Preterm infants are at considerable risk of increased morbidity and mortality. They have a higher risk of learning disabilities, cerebral palsy, sensory deficits, respiratory illnesses, and gastrointestinal illnesses. Providing mother's own milk to the preterm infant has nutritional, gastrointestinal, immunological, developmental, and psychological benefits. Breastfed preterm infants have a lower rate of ear infections, respiratory infections, or infection-related events. They have lower rates of gastrointestinal infections, necrotizing enterocolitis, and mortality. Breastfed preterm infants are discharged earlier from the neonatal intensive care unit than formula-fed preterm infants. In this vulnerable preterm infant population, the rate of mothers who provide their own milk is less than mothers who delivered healthy newborns. When a mother's own milk is unavailable, the American Academy of Pediatrics recommends pasteurized human donor milk.

Proposed Change

To provide premature infants with the access to pasteurized human donor milk when their mother's own milk is unavailable.

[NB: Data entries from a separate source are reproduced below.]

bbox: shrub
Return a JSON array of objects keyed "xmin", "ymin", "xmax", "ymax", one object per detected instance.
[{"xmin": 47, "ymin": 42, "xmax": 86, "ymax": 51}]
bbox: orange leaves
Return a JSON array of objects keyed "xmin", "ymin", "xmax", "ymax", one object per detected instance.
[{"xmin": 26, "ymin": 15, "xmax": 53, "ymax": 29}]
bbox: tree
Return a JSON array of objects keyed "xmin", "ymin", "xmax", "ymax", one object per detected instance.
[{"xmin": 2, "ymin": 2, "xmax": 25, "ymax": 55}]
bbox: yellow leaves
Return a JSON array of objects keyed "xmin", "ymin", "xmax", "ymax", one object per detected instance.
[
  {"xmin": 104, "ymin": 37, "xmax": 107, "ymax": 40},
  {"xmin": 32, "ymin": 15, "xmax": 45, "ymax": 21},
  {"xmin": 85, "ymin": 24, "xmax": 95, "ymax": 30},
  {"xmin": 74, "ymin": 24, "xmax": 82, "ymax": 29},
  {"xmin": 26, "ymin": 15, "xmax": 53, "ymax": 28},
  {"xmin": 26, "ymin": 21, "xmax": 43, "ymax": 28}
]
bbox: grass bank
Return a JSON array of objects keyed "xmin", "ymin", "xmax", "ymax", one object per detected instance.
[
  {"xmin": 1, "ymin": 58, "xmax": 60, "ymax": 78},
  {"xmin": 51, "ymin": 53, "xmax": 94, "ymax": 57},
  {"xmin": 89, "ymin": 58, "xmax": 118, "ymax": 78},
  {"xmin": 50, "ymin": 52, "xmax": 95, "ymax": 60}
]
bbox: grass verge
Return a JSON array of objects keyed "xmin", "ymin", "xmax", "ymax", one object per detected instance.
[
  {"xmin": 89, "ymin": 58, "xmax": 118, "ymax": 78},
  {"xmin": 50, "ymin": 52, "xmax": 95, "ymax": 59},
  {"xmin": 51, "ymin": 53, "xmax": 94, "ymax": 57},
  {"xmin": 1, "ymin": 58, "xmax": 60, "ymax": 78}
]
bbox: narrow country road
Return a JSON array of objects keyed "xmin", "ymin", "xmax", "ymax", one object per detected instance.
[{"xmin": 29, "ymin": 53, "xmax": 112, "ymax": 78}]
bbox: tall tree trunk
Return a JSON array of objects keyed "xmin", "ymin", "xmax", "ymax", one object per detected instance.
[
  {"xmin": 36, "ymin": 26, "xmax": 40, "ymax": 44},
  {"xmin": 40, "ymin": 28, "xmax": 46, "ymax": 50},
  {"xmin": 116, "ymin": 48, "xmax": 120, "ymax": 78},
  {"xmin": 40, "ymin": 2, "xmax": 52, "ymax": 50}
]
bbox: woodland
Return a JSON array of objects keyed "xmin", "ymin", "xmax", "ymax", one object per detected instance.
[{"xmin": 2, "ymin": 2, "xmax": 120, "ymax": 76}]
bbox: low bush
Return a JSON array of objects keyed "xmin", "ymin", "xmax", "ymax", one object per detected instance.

Implementation, Outcomes, and Evaluation

The pasteurized donor milk program was instituted in conjunction with other lactation support interventions to increase the amount of mother's own milk as the primary source of infant nutrition.

New York State requires a tissue license for infants to receive pasteurized human donor milk. The tissue bank compliance officer was contacted and the application form C, viewing section 405.25 organ and tissue donation, was submitted. Policies and procedures were implemented according to the regulations. A Human Milk Banking Association of North America was identified as donor human milk bank.

Informed consent is obtained from the parents. Frozen milk is shipped in dry ice. Upon arrival to the unit, the milk is inspected and placed in bins in the freezer. A donor milk utilization log with the patient's identification, number of bottles and ounces, batch number of donor milk, and signature/print of the nurse removing the milk from the freezer is initiated when milk is removed from the freezer. This information is kept for 7 years. To date 27 infants have received pasteurized human donor milk.

Implications for Nursing Practice

Mothers of premature infants in the neonatal intensive care unit are encouraged and supported with lactation interventions to provide their infants with their own milk. When a mother's own milk is unavailable pasteurized human donor milk is available.